Although the numbers do not match, everything indicates that the Government can benefit from a particularly benevolent conjuncture. In a press conference monopolized by the Italian case (whose public deficit can overcome the barrier of 3% in 2020), the Commissioner for Economic Affairs, Pierre Moscovici, was particularly conciliatory with Spain and recalled that this type of discrepancies between Brussels and the capitals are frequent. The figures, however, do not deceive. Its European partners have asked Spain for a structural effort of 0.65% of GDP (without taking into account the favorable winds of the economic cycle) while the Government of Sanchez hopes to reach a figure of less than 0.4% that Brussels would end accepting reluctantly. However, the forecasts of European technicians ensure that the structural effort will be very far from this range: between 0 and 0.1% of GDP.
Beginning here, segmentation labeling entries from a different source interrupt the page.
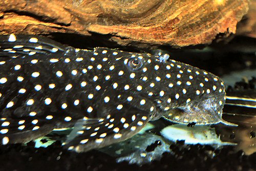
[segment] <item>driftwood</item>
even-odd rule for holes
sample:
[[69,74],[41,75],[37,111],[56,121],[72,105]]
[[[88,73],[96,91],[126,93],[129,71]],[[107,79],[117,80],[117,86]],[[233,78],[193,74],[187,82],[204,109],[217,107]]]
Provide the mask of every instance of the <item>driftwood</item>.
[[[0,34],[103,36],[121,46],[178,47],[235,33],[246,0],[2,0]],[[103,40],[103,39],[102,39]]]

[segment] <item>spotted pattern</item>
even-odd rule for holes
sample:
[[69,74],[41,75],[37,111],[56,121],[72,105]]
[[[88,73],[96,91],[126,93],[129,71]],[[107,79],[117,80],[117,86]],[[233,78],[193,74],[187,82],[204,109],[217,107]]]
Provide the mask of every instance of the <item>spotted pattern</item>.
[[[86,151],[131,137],[161,116],[181,124],[223,122],[224,90],[218,77],[173,60],[0,36],[3,144],[74,127],[63,145]],[[183,113],[171,113],[176,109]]]

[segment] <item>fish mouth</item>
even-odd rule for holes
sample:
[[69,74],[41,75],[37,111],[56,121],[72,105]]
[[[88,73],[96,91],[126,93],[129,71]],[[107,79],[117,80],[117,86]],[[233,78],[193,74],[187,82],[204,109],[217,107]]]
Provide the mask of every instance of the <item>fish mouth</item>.
[[[227,126],[236,126],[222,118],[224,101],[220,105],[219,97],[211,95],[204,99],[196,99],[169,110],[159,111],[166,119],[176,123],[197,125],[214,125],[220,123]],[[161,109],[160,109],[161,110]]]

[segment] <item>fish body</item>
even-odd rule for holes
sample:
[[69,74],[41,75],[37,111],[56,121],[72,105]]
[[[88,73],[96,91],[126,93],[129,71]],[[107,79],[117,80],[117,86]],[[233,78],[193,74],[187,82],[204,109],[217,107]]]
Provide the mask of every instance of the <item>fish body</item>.
[[[218,77],[170,60],[0,36],[0,143],[73,128],[63,145],[84,152],[126,139],[150,120],[229,125]],[[232,125],[230,124],[229,125]]]

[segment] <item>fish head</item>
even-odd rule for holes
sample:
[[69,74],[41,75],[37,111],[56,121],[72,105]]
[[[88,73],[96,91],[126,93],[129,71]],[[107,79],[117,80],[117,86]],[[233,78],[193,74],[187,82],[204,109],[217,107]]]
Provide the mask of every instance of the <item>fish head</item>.
[[120,91],[154,103],[157,111],[152,120],[165,116],[180,124],[224,123],[226,94],[217,76],[174,60],[163,62],[154,56],[136,54],[117,59],[116,68],[122,69],[116,70],[119,77],[115,82]]

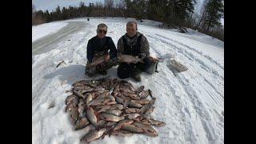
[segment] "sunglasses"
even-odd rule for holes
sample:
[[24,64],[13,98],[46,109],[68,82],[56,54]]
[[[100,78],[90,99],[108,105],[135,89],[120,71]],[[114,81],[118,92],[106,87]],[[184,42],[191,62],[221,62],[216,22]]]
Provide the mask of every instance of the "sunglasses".
[[104,34],[106,34],[106,30],[98,30],[98,33],[104,33]]

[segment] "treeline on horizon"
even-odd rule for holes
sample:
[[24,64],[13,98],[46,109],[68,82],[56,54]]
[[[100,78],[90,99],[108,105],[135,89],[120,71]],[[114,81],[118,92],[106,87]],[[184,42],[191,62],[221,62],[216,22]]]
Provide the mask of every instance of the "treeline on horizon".
[[224,41],[224,28],[220,19],[224,18],[223,0],[206,0],[201,15],[195,15],[196,0],[105,0],[102,2],[84,2],[78,6],[60,8],[51,12],[35,10],[32,4],[32,26],[53,21],[86,17],[134,18],[140,22],[150,19],[162,22],[162,27],[178,28],[186,32],[185,27],[198,30]]

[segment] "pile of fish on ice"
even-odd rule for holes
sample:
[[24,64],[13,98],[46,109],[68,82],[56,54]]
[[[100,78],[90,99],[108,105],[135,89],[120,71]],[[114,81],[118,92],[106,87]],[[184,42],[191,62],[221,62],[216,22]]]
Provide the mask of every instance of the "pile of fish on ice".
[[66,111],[74,130],[90,130],[81,142],[90,142],[107,134],[156,137],[158,133],[151,126],[165,126],[150,116],[156,98],[143,86],[135,89],[126,80],[103,78],[76,82],[67,92],[73,93],[66,99]]

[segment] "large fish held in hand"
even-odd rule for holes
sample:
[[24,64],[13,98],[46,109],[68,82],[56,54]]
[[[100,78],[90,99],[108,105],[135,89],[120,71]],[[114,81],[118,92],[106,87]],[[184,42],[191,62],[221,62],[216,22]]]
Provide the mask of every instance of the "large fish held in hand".
[[139,62],[144,63],[142,58],[135,58],[134,56],[128,55],[128,54],[119,55],[118,56],[117,58],[121,62],[138,63]]
[[105,62],[105,57],[106,55],[100,56],[97,58],[94,61],[93,61],[91,63],[90,63],[90,66],[95,66],[100,63],[102,63]]

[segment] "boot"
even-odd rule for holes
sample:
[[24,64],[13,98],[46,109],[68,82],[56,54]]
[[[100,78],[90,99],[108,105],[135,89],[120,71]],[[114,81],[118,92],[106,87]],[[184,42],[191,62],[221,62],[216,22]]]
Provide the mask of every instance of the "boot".
[[131,78],[133,78],[136,82],[141,82],[141,72],[142,71],[138,67],[135,67],[131,72]]

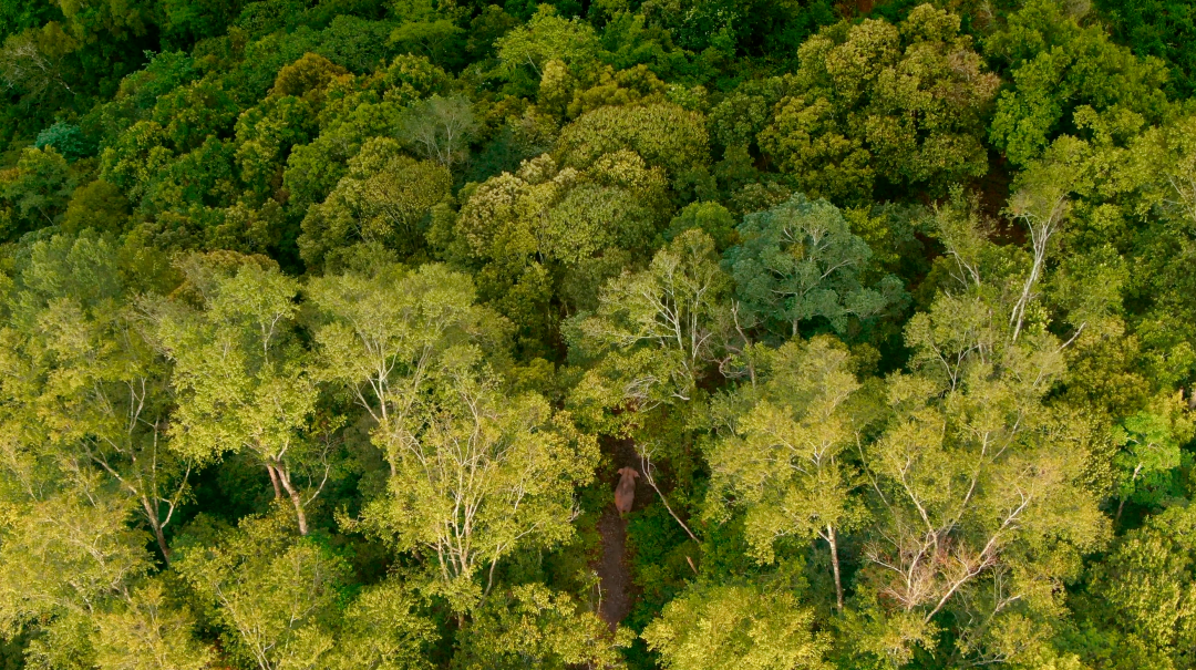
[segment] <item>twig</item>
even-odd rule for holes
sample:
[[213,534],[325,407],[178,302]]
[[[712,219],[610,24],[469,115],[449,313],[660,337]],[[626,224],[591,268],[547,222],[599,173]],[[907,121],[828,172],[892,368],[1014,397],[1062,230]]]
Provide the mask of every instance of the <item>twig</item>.
[[660,492],[660,487],[657,486],[657,481],[652,476],[652,453],[646,450],[641,451],[640,464],[642,465],[641,469],[643,470],[643,480],[648,482],[648,486],[651,486],[652,489],[657,492],[657,495],[660,497],[660,501],[665,504],[665,510],[669,510],[669,513],[672,514],[672,518],[676,519],[677,523],[681,525],[682,530],[685,531],[685,535],[689,535],[690,540],[701,544],[702,541],[698,540],[696,535],[694,535],[694,531],[690,530],[688,525],[685,525],[685,522],[681,520],[681,517],[677,516],[677,512],[672,511],[672,507],[669,505],[669,499],[665,498],[665,494]]

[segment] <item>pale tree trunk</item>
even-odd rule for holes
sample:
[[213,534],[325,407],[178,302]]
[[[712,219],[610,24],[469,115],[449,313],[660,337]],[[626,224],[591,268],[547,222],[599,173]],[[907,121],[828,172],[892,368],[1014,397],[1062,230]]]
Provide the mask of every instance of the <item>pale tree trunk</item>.
[[291,504],[295,507],[295,518],[299,519],[299,535],[307,535],[307,514],[303,510],[303,498],[299,495],[299,489],[291,486],[291,476],[281,465],[274,465],[274,473],[279,483],[286,489],[287,497],[291,498]]
[[161,522],[158,520],[158,510],[154,508],[154,505],[147,498],[141,499],[141,506],[145,507],[146,518],[150,519],[150,528],[153,529],[153,536],[158,541],[158,548],[161,549],[161,558],[170,566],[170,547],[166,546],[166,535],[161,531]]
[[282,498],[282,485],[279,483],[279,474],[274,470],[274,465],[267,463],[266,471],[270,473],[270,483],[274,485],[274,499]]
[[840,614],[843,613],[843,580],[838,574],[838,541],[835,537],[835,526],[826,524],[826,543],[830,544],[830,567],[835,573],[835,604]]

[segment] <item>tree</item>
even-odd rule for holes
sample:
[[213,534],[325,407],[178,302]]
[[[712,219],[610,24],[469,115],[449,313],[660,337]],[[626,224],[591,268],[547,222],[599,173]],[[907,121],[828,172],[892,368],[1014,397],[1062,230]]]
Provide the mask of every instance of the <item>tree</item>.
[[382,266],[313,279],[321,377],[349,389],[376,426],[391,474],[404,434],[423,418],[420,398],[443,383],[444,359],[462,347],[501,351],[505,324],[475,305],[468,276],[444,266]]
[[133,591],[97,625],[96,663],[103,670],[203,670],[215,656],[195,639],[195,616],[170,602],[161,580]]
[[24,230],[56,223],[73,189],[67,162],[53,147],[26,148],[16,168],[0,172],[0,199],[16,209]]
[[492,598],[475,614],[453,666],[623,668],[617,650],[629,646],[629,638],[626,628],[612,634],[594,613],[579,608],[568,595],[542,584],[524,584]]
[[861,428],[848,404],[859,382],[847,348],[826,335],[789,341],[761,358],[768,374],[727,401],[739,412],[720,416],[725,428],[707,451],[713,513],[719,516],[727,494],[745,508],[748,543],[762,562],[774,560],[781,537],[826,541],[842,611],[838,535],[864,512],[852,495],[856,482],[847,453]]
[[1042,638],[1007,631],[1049,631],[1060,584],[1106,532],[1084,480],[1094,446],[1084,416],[1048,401],[1068,343],[1041,322],[1014,339],[1006,313],[1030,260],[954,244],[982,239],[974,223],[946,229],[962,284],[907,324],[914,372],[887,380],[884,431],[861,450],[875,522],[860,583],[883,622],[871,634],[893,659],[932,650],[936,622],[952,626],[959,659],[1039,648]]
[[637,413],[688,401],[719,360],[728,284],[714,243],[698,230],[675,238],[647,269],[610,280],[597,312],[576,324],[579,348],[610,352],[587,374],[579,401],[605,390],[612,396],[593,400]]
[[1170,412],[1139,412],[1113,428],[1112,441],[1118,447],[1112,463],[1118,499],[1115,520],[1121,519],[1127,500],[1160,502],[1170,491],[1159,480],[1179,467],[1179,444],[1190,439],[1192,426],[1177,403],[1168,404]]
[[1013,79],[996,102],[989,134],[1015,165],[1075,128],[1074,114],[1084,108],[1147,121],[1166,115],[1163,63],[1135,57],[1112,43],[1102,24],[1081,26],[1079,18],[1054,2],[1027,2],[984,42],[989,56],[1008,63]]
[[307,209],[299,252],[309,268],[334,270],[354,243],[383,244],[409,257],[422,246],[425,217],[448,197],[451,183],[445,166],[402,156],[393,140],[367,140],[328,199]]
[[812,631],[813,610],[792,592],[755,586],[691,586],[645,631],[667,670],[822,670],[830,650]]
[[[433,584],[465,613],[517,547],[572,536],[573,489],[593,477],[598,446],[543,397],[504,395],[476,349],[441,365],[439,389],[397,440],[389,495],[366,516],[398,549],[434,556]],[[484,589],[474,581],[482,570]]]
[[170,368],[127,303],[129,269],[94,233],[32,245],[7,331],[7,365],[22,383],[7,384],[4,401],[19,408],[8,420],[41,458],[102,471],[129,495],[169,561],[164,529],[191,463],[166,447]]
[[452,168],[469,156],[476,130],[472,105],[462,96],[432,96],[404,112],[403,139],[443,168]]
[[710,160],[704,118],[671,103],[600,106],[561,129],[557,153],[565,166],[585,169],[603,154],[629,150],[670,177]]
[[287,526],[280,514],[245,518],[178,561],[225,645],[260,670],[323,665],[336,644],[337,591],[348,566]]
[[779,322],[793,336],[799,324],[820,318],[842,334],[850,317],[866,319],[902,298],[892,275],[864,286],[872,250],[825,200],[795,195],[744,217],[737,230],[743,242],[727,251],[727,264],[745,316],[757,323]]
[[[1147,658],[1174,666],[1190,662],[1196,653],[1192,522],[1190,508],[1166,510],[1127,532],[1110,548],[1107,560],[1092,566],[1088,589],[1079,595],[1075,609],[1084,625],[1119,635],[1112,638],[1111,648],[1091,651],[1105,651],[1124,663],[1133,662],[1139,646]],[[1124,641],[1116,644],[1118,638]]]
[[585,171],[541,156],[466,191],[453,248],[482,264],[483,299],[527,335],[548,340],[554,298],[568,311],[592,307],[603,281],[647,257],[665,191],[663,171],[630,151],[603,156]]
[[811,195],[855,202],[875,175],[941,189],[987,171],[982,114],[1000,80],[958,16],[920,5],[896,26],[840,23],[798,59],[794,90],[758,141]]
[[275,497],[289,498],[306,535],[305,508],[328,481],[330,463],[329,445],[300,432],[317,390],[293,340],[299,285],[273,261],[254,256],[195,255],[181,269],[183,296],[196,306],[145,304],[175,364],[172,449],[197,462],[249,450],[270,475]]

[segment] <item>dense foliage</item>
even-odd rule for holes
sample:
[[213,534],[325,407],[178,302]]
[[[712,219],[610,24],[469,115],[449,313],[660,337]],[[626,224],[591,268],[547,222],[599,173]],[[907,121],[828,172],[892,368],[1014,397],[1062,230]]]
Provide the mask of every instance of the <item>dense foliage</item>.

This is not the first time that discrepancies have occurred in this area between Spain and the Commission. It has been the bread of every day after a decade under the corrective arm of the Stability and Growth Pact for exceeding the 3% threshold. In the report published yesterday, the Community Executive reproaches posthumously the Government of Mariano Rajoy to remember that the reduction of the deficit during this year was possible thanks to the vigor of economic growth, as certain measures such as the revaluation of pensions, increases salaries for officials and lower taxes for lower incomes did not help this goal. Sanchez, far from amending Rajoy, has continued this path.
But the things can change. According to the forecasts of yesterday, the public deficit of this year will close in 2,7% and Spain will get to leave the black list of the countries over 3%. European standards now place a greater emphasis on structural effort, which puts Sanchez in a difficult predicament.